Para crianças com problemas sensoriais, a arteterapia pode ser usada para apresentá-las a uma variedade de novas experiências sensoriais. Webster usa diferentes tintas, temperaturas, texturas e tecidos de maneira planejada e gradualmente exposta aos clientes para promover reações não adversas.

“No passado, trabalhei com crianças que não queriam tocar em nada grudento, como cola, para que às vezes pegássemos todos os tipos diferentes de cola e a usássemos de várias maneiras”, diz ela. “Está tudo dentro do razoável”, acrescenta ela, “não forçaremos as crianças a ficarem desconfortáveis, precisamos nos encontrar onde a criança está”.

Pintar com cubos de gelo e tocar argila úmida e fria é uma maneira de apresentar as crianças a diferentes temperaturas.

A arteterapia também é usada para melhorar a saúde mental, que inclui; regulação emocional, construindo confiança e ajudando a criança a reconhecer e responder a expressões faciais e sinais sociais.

Os terapeutas de arte da Blossom trabalham em estreita colaboração com os terapeutas ocupacionais para melhorar as habilidades motoras finas, seja pintando e segurando um objeto ou usando as mãos e o corpo da criança para regular emoções e expressão.

“Eu acho que é mais importante saber que os arteterapeutas são clínicos profissionais; facilitando a auto-reflexão, relaxamento e expressão, não somos apenas pessoas que colorem livros de colorir “, diz Webster. “A arteterapia incentiva a confiança porque as crianças são naturalmente criativas. Estamos falando a língua deles quando usamos arte. Ser capaz de incentivar a imaginação e a expressão em tenra idade ajuda a regular os problemas sensoriais através da exposição gradual, o que leva à identificação de emoções que acabam gerando confiança. ”

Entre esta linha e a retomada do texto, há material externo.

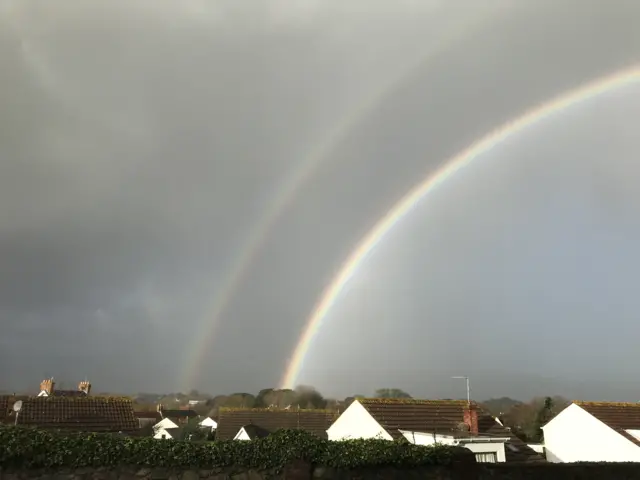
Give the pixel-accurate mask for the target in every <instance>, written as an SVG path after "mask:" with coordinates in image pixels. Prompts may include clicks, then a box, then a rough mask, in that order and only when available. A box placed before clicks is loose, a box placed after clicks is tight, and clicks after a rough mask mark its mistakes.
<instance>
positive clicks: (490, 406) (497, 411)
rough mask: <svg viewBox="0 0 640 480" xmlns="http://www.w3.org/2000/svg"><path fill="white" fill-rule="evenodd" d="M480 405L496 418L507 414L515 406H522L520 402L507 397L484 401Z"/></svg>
mask: <svg viewBox="0 0 640 480" xmlns="http://www.w3.org/2000/svg"><path fill="white" fill-rule="evenodd" d="M481 403H482V406H483V407H484V408H485V409H487V410H488V411H489V412H490V413H491V414H493V415H496V416H497V415H500V414H502V413H506V412H508V411H509V410H511V409H512V408H513V407H515V406H516V405H522V402H521V401H520V400H515V399H513V398H509V397H500V398H490V399H489V400H485V401H484V402H481Z"/></svg>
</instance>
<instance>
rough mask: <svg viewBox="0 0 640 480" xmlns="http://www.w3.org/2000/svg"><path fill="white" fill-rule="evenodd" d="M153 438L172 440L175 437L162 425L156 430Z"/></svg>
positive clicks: (169, 427) (170, 427)
mask: <svg viewBox="0 0 640 480" xmlns="http://www.w3.org/2000/svg"><path fill="white" fill-rule="evenodd" d="M167 428H173V427H167ZM153 438H155V439H156V440H172V439H173V437H172V436H171V434H170V433H169V432H167V431H166V430H165V429H164V428H162V427H160V428H158V429H156V430H155V431H154V434H153Z"/></svg>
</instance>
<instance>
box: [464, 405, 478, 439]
mask: <svg viewBox="0 0 640 480" xmlns="http://www.w3.org/2000/svg"><path fill="white" fill-rule="evenodd" d="M464 423H465V424H466V425H467V427H469V433H470V434H471V435H477V434H478V407H477V405H476V404H475V403H470V404H469V405H468V406H467V407H465V409H464Z"/></svg>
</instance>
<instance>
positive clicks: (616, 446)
mask: <svg viewBox="0 0 640 480" xmlns="http://www.w3.org/2000/svg"><path fill="white" fill-rule="evenodd" d="M542 429H543V432H544V446H545V452H546V457H547V460H548V461H549V462H554V463H564V462H640V447H638V446H637V445H636V444H634V443H633V442H631V441H630V440H628V439H626V438H625V437H623V436H622V435H620V434H619V433H618V432H616V431H615V430H613V429H612V428H610V427H609V426H607V425H606V424H604V423H603V422H601V421H600V420H598V419H597V418H595V417H594V416H592V415H591V414H589V413H587V412H586V411H585V410H583V409H582V408H581V407H579V406H578V405H576V404H571V405H569V406H568V407H567V408H565V409H564V410H563V411H562V412H560V413H559V414H558V415H557V416H556V417H555V418H554V419H553V420H551V422H549V423H548V424H547V425H545V426H544V427H542Z"/></svg>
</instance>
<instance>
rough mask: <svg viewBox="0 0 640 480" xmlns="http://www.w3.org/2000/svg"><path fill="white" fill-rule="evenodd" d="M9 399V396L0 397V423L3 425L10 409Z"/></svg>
mask: <svg viewBox="0 0 640 480" xmlns="http://www.w3.org/2000/svg"><path fill="white" fill-rule="evenodd" d="M10 398H11V397H10V396H9V395H2V396H0V423H5V420H6V418H7V417H8V416H9V412H10V410H9V409H10V408H11V406H10V403H9V399H10Z"/></svg>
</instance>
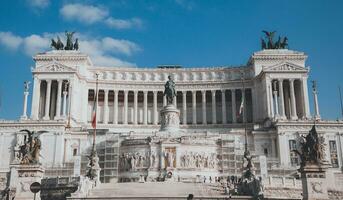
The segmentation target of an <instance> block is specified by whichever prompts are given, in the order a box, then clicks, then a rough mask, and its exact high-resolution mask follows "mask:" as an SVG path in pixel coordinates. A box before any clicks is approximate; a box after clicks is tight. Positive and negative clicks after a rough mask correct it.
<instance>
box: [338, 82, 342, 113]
mask: <svg viewBox="0 0 343 200" xmlns="http://www.w3.org/2000/svg"><path fill="white" fill-rule="evenodd" d="M338 91H339V99H340V101H341V112H342V113H341V114H342V119H343V102H342V93H341V87H340V86H338Z"/></svg>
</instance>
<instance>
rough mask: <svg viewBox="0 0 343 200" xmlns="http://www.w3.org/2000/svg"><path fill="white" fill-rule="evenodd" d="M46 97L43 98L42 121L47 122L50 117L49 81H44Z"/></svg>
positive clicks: (50, 81)
mask: <svg viewBox="0 0 343 200" xmlns="http://www.w3.org/2000/svg"><path fill="white" fill-rule="evenodd" d="M46 83H47V84H46V96H45V115H44V118H43V119H44V120H49V119H50V116H49V113H50V94H51V80H46Z"/></svg>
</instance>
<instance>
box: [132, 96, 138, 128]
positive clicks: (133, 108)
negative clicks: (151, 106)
mask: <svg viewBox="0 0 343 200" xmlns="http://www.w3.org/2000/svg"><path fill="white" fill-rule="evenodd" d="M137 113H138V91H133V124H135V125H136V124H137V122H138V121H137V119H138V117H137Z"/></svg>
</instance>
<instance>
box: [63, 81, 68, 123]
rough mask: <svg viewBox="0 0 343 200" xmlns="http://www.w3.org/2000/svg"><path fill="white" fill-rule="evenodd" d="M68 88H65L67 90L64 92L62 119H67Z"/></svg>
mask: <svg viewBox="0 0 343 200" xmlns="http://www.w3.org/2000/svg"><path fill="white" fill-rule="evenodd" d="M67 94H68V92H67V87H65V90H64V91H63V108H62V117H63V118H66V117H67Z"/></svg>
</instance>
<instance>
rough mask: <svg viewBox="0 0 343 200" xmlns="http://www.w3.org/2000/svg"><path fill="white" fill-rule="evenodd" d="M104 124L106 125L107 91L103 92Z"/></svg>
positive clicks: (107, 104)
mask: <svg viewBox="0 0 343 200" xmlns="http://www.w3.org/2000/svg"><path fill="white" fill-rule="evenodd" d="M104 95H105V98H104V120H103V122H104V124H108V90H107V89H105V90H104Z"/></svg>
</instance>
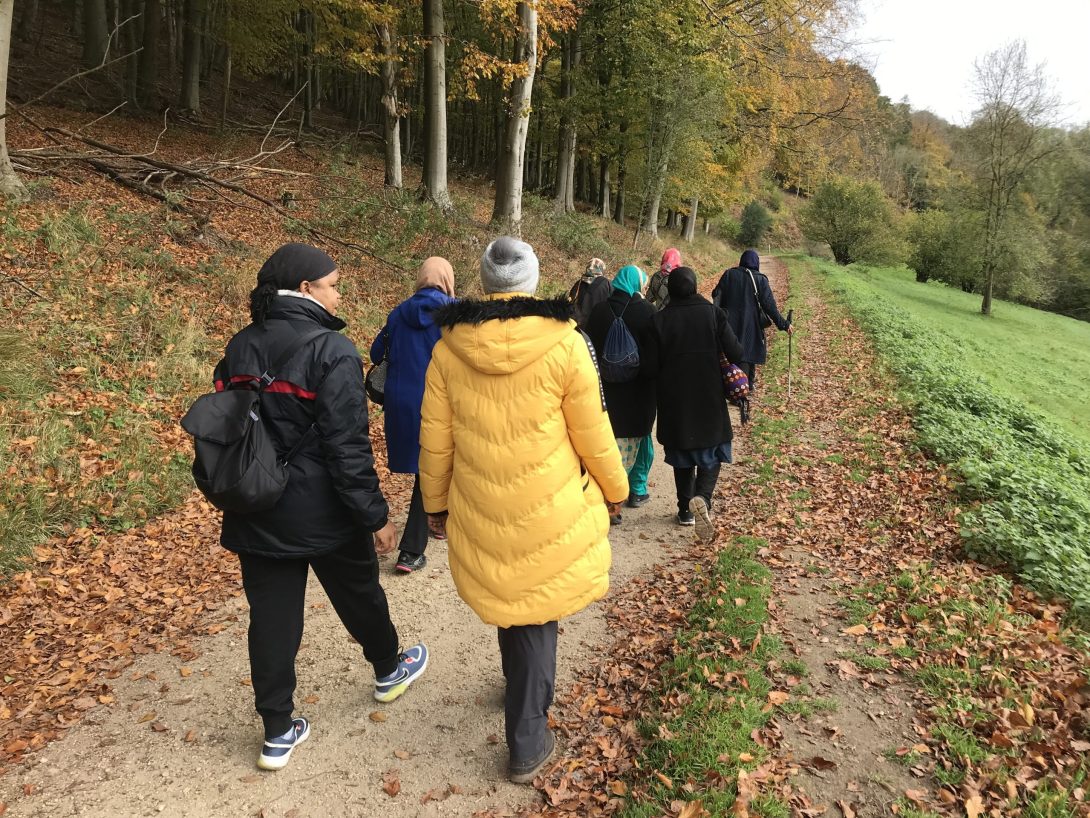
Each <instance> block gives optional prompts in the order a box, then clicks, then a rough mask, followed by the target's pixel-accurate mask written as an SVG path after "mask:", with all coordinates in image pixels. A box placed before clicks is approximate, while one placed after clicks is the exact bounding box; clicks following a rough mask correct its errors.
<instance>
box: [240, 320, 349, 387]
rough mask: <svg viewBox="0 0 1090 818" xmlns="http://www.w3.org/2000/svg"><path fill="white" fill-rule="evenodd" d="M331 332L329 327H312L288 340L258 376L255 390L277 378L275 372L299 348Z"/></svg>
mask: <svg viewBox="0 0 1090 818" xmlns="http://www.w3.org/2000/svg"><path fill="white" fill-rule="evenodd" d="M331 332H332V330H331V329H326V328H325V327H322V328H319V329H313V330H311V332H310V333H306V334H304V335H300V336H296V337H295V338H293V339H292V340H291V341H289V342H288V346H287V347H286V348H284V349H283V350H282V351H281V352H280V354H279V356H277V359H276V360H275V361H274V362H272V365H271V366H269V368H267V369H266V370H265V371H264V372H263V373H262V376H261V377H259V378H258V383H259V384H261V386H258V387H257V392H265V389H267V388H268V387H269V386H271V385H272V382H274V381H276V378H277V375H276V373H277V372H279V371H280V370H281V369H283V368H284V366H286V365H287V364H288V362H289V361H290V360H291V359H292V358H294V357H295V353H296V352H299V350H301V349H302V348H303V347H305V346H306V345H307V344H310V342H311V341H312V340H314V339H315V338H317V337H318V336H319V335H325V334H326V333H331Z"/></svg>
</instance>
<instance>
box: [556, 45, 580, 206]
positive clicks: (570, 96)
mask: <svg viewBox="0 0 1090 818" xmlns="http://www.w3.org/2000/svg"><path fill="white" fill-rule="evenodd" d="M578 64H579V34H578V33H577V32H574V31H573V32H571V33H570V34H569V35H568V36H567V37H565V40H564V49H562V53H561V57H560V108H561V111H562V112H561V115H560V137H559V144H558V146H557V155H556V157H557V160H556V184H555V185H554V199H553V209H554V210H556V212H557V213H571V212H572V210H574V209H576V196H574V180H576V173H574V171H576V117H574V113H573V112H572V110H571V96H572V93H573V92H572V88H573V83H572V81H571V74H572V72H573V71H574V69H576V67H577V65H578Z"/></svg>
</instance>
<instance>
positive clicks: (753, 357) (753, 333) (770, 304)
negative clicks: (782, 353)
mask: <svg viewBox="0 0 1090 818" xmlns="http://www.w3.org/2000/svg"><path fill="white" fill-rule="evenodd" d="M712 303H714V304H715V305H716V306H718V308H720V309H722V310H723V311H724V312H725V313H727V321H729V322H730V328H731V329H732V330H734V333H735V336H736V337H737V338H738V341H739V342H740V344H741V345H742V359H741V361H738V362H737V363H738V366H740V368H741V369H742V371H743V372H744V373H746V375H747V376H748V377H749V382H750V390H751V392H752V390H753V389H754V388H755V387H756V365H758V364H759V363H764V362H765V360H766V359H767V357H768V348H767V345H766V342H765V339H764V327H763V326H761V313H762V312H763V313H764V314H765V315H767V316H768V320H770V321H771V322H772V323H773V324H775V325H776V328H777V329H779V330H780V332H785V333H794V332H795V328H794V327H792V326H791V325H790V324H789V323H788V322H787V318H785V317H784V316H783V315H780V314H779V310H778V309H777V306H776V298H775V296H773V294H772V287H771V286H770V285H768V277H767V276H766V275H764V273H762V272H761V256H759V255H758V254H756V251H755V250H747V251H746V252H744V253H742V257H741V258H740V260H739V262H738V266H737V267H731V268H730V269H728V270H727V272H726V273H724V274H723V277H722V278H719V282H718V284H717V285H716V286H715V289H714V290H712ZM732 363H734V362H732Z"/></svg>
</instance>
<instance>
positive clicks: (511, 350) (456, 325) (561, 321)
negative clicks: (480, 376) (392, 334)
mask: <svg viewBox="0 0 1090 818" xmlns="http://www.w3.org/2000/svg"><path fill="white" fill-rule="evenodd" d="M434 318H435V323H436V324H439V325H440V326H441V327H443V339H441V340H440V341H439V342H440V344H445V345H447V346H448V347H449V348H450V350H451V351H452V352H453V353H455V354H456V356H458V357H459V358H460V359H462V360H463V361H465V363H468V364H469V365H470V366H472V368H473V369H475V370H477V371H479V372H484V373H486V374H492V375H506V374H510V373H512V372H518V371H519V370H521V369H523V368H524V366H526V365H529V364H530V363H532V362H533V361H536V360H537V359H540V358H541V357H542V356H544V354H545V353H546V352H548V351H549V350H550V349H552V348H553V347H555V346H556V345H557V344H559V342H560V341H561V340H562V339H564V338H567V337H570V335H571V334H572V333H574V330H576V322H574V321H573V320H572V311H571V304H570V303H569V302H568V300H567V299H566V298H557V299H537V298H530V297H529V296H525V294H512V296H508V294H507V293H496V294H494V296H489V297H487V298H485V299H482V300H469V299H467V300H462V301H456V302H455V303H452V304H448V305H446V306H444V308H441V309H439V310H436V311H435V313H434Z"/></svg>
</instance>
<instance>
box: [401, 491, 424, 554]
mask: <svg viewBox="0 0 1090 818" xmlns="http://www.w3.org/2000/svg"><path fill="white" fill-rule="evenodd" d="M427 533H428V532H427V515H426V514H425V513H424V496H423V495H422V494H421V493H420V474H416V477H415V478H414V479H413V481H412V498H411V500H410V501H409V516H408V517H407V518H405V528H404V531H402V532H401V542H400V543H399V544H398V549H400V550H401V551H403V552H405V553H407V554H414V555H416V556H420V555H421V554H423V553H424V549H426V548H427Z"/></svg>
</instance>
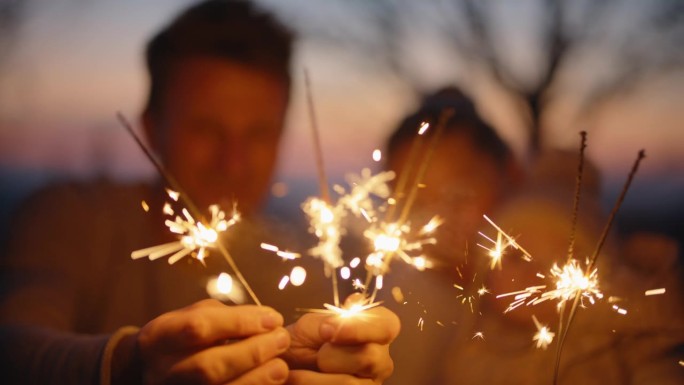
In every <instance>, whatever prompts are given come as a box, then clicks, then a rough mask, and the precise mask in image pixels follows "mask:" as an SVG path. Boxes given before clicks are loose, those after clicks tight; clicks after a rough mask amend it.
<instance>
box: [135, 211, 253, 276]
mask: <svg viewBox="0 0 684 385" xmlns="http://www.w3.org/2000/svg"><path fill="white" fill-rule="evenodd" d="M165 207H166V209H165V211H166V212H167V213H170V215H173V214H174V212H173V211H172V209H170V206H165ZM169 210H171V211H169ZM209 210H210V212H211V220H210V221H209V224H208V225H205V224H203V223H202V222H198V221H197V220H195V218H193V216H192V215H190V213H189V212H188V210H187V209H183V210H182V212H183V216H180V215H177V216H176V217H175V219H174V220H173V221H172V220H166V222H165V224H166V226H167V227H168V228H169V231H171V232H172V233H174V234H178V235H179V236H180V239H179V240H178V241H175V242H169V243H165V244H162V245H158V246H152V247H148V248H145V249H140V250H136V251H134V252H132V253H131V258H133V259H138V258H143V257H148V258H149V259H150V261H153V260H155V259H157V258H160V257H163V256H166V255H171V256H170V257H169V259H168V262H169V264H170V265H172V264H174V263H176V262H178V261H179V260H180V259H181V258H183V257H185V256H187V255H191V256H192V257H194V258H195V259H197V260H199V261H200V262H202V264H204V258H205V257H206V255H207V250H208V249H210V248H216V243H217V241H218V239H219V235H220V234H221V233H223V232H224V231H226V230H228V228H230V227H231V226H233V225H234V224H236V223H237V222H238V221H239V220H240V214H239V213H238V212H237V211H234V212H233V215H232V216H231V218H229V219H226V214H225V213H224V212H223V211H221V210H220V209H219V208H218V206H215V205H212V206H210V207H209Z"/></svg>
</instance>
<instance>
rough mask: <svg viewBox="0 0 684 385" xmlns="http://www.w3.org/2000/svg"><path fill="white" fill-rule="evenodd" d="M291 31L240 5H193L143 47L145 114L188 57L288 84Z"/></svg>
mask: <svg viewBox="0 0 684 385" xmlns="http://www.w3.org/2000/svg"><path fill="white" fill-rule="evenodd" d="M292 40H293V34H292V32H291V31H290V30H289V29H288V28H287V27H285V26H284V25H283V24H281V23H280V22H279V21H278V20H276V19H275V18H274V17H273V16H272V15H271V14H269V13H267V12H265V11H262V10H260V9H258V8H257V7H256V6H255V5H254V4H252V3H250V2H248V1H244V0H209V1H204V2H201V3H199V4H196V5H194V6H192V7H190V8H188V9H187V10H185V11H184V12H182V13H181V14H180V15H179V16H177V17H176V18H175V19H174V20H173V21H172V22H171V23H170V24H169V25H167V26H166V27H165V28H164V29H162V30H161V31H160V32H159V33H157V35H155V36H154V37H153V38H152V40H150V42H149V43H148V45H147V50H146V52H145V57H146V60H147V70H148V72H149V76H150V92H149V96H148V100H147V105H146V108H145V109H146V111H148V112H149V111H153V110H155V109H157V108H158V107H159V105H158V104H159V102H160V96H161V95H162V94H163V92H164V86H165V84H166V82H167V81H168V78H167V77H168V75H169V72H170V69H171V68H172V67H173V65H174V64H175V62H176V61H179V60H182V59H184V58H187V57H192V56H210V57H218V58H224V59H227V60H231V61H235V62H237V63H241V64H246V65H249V66H251V67H254V68H257V69H259V70H263V71H267V72H270V73H272V74H274V75H276V76H279V77H281V78H282V79H283V81H284V82H286V84H287V85H288V87H289V84H290V56H291V51H292Z"/></svg>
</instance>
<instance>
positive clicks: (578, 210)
mask: <svg viewBox="0 0 684 385" xmlns="http://www.w3.org/2000/svg"><path fill="white" fill-rule="evenodd" d="M580 136H581V137H582V139H581V143H580V156H579V164H578V165H577V179H576V180H575V197H574V201H573V207H572V222H571V225H570V226H571V227H570V244H569V245H568V262H569V261H570V260H571V259H572V258H573V255H574V253H575V250H574V249H575V228H576V227H577V215H578V212H579V200H580V195H581V194H582V191H581V190H582V176H583V174H584V150H585V149H586V148H587V132H586V131H581V132H580ZM559 332H560V331H559Z"/></svg>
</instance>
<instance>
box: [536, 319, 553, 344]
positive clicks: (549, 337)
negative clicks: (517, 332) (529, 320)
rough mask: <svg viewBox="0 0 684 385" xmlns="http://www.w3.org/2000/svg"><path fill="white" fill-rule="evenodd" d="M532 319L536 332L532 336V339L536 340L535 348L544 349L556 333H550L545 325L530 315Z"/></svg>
mask: <svg viewBox="0 0 684 385" xmlns="http://www.w3.org/2000/svg"><path fill="white" fill-rule="evenodd" d="M532 321H534V325H535V326H536V327H537V333H535V335H534V336H533V337H532V341H536V342H537V349H539V348H542V349H544V350H546V348H547V347H548V346H549V344H550V343H551V342H552V341H553V337H554V336H555V335H556V334H555V333H552V332H551V331H550V330H549V328H548V327H547V326H546V325H542V324H541V323H540V322H539V321H538V320H537V317H535V316H534V315H533V316H532Z"/></svg>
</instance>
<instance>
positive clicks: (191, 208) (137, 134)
mask: <svg viewBox="0 0 684 385" xmlns="http://www.w3.org/2000/svg"><path fill="white" fill-rule="evenodd" d="M116 117H117V118H118V120H119V122H120V123H121V125H122V126H124V128H125V129H126V131H128V133H129V134H130V135H131V136H132V137H133V139H134V140H135V142H136V143H137V144H138V147H140V149H141V150H142V151H143V153H144V154H145V156H147V159H149V160H150V162H152V164H153V165H154V167H155V168H156V169H157V171H158V172H159V175H161V177H162V178H163V179H164V181H165V182H166V183H167V184H168V185H169V187H171V188H172V189H173V190H174V191H176V192H178V193H179V196H180V199H182V201H183V204H184V205H185V206H186V208H187V209H188V210H189V211H190V212H191V213H192V215H193V216H194V217H195V218H203V217H204V216H203V215H202V212H201V211H200V210H199V209H198V208H197V206H195V204H194V202H193V201H192V199H190V196H189V195H188V194H186V193H185V192H184V191H183V189H182V188H181V186H180V184H179V183H178V181H176V179H175V178H174V177H173V175H171V173H169V172H168V170H166V168H165V167H164V165H162V164H161V162H159V160H158V159H157V158H156V157H155V156H154V154H153V153H152V151H150V149H149V148H148V147H147V146H146V145H145V143H144V142H143V141H142V139H140V137H139V136H138V134H137V133H136V132H135V130H133V126H132V125H131V124H130V122H128V120H127V119H126V117H125V116H124V115H123V114H122V113H121V112H117V113H116ZM216 246H217V248H218V250H219V252H220V253H221V255H223V258H224V259H225V260H226V262H228V265H229V266H230V268H231V269H233V272H234V273H235V276H236V277H237V278H238V280H240V283H242V285H243V286H244V287H245V290H247V292H248V293H249V296H250V297H251V298H252V301H254V303H255V304H257V305H258V306H261V301H259V298H257V296H256V294H255V293H254V291H253V290H252V287H251V286H249V283H247V280H246V279H245V277H244V276H243V275H242V273H241V272H240V269H238V267H237V265H236V264H235V260H234V259H233V257H232V256H231V255H230V253H229V252H228V249H226V248H225V246H224V245H223V243H221V241H220V240H217V241H216Z"/></svg>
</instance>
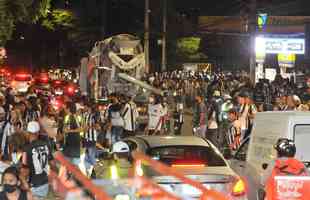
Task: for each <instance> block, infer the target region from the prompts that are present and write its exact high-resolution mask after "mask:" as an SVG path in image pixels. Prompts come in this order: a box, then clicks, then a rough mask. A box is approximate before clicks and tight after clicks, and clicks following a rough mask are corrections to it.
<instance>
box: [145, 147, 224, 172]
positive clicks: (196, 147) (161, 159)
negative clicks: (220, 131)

Expressão artística em casa

Mesmo que você não seja um arteterapeuta, existem maneiras de ajudar seu filho a explorar sua criatividade em casa.

“Acho que dar às crianças a oportunidade e a liberdade de criar é essencial”, diz Webster. “Permita que seus filhos se exponham a diferentes materiais, deixe que eles se bagunçam e se divirtam”, acrescenta ela. “Os pais devem pesquisar e encontrar materiais não tóxicos e laváveis ​​para as crianças criarem.”

O Model Magic da Crayola é uma ótima argila de modelagem não tóxica para usar, diz ela. “Isso incentiva o fortalecimento das habilidades motoras finas, a exposição a diferentes texturas e é feito em uma variedade de cores”, diz ela, o que permite oportunidades de aprendizado para criar novas cores.

“Como adulto, é benéfico permitir que sua“ criança interior ”também seja criativa. Dê a si mesmo a mesma oportunidade, junte-se ao seu filho e faça arte! ” Webster diz.

Conteúdo trazido a você pelo Blossom Behavioral Wellness Center. Para mais informações visite blossombehavioral.org.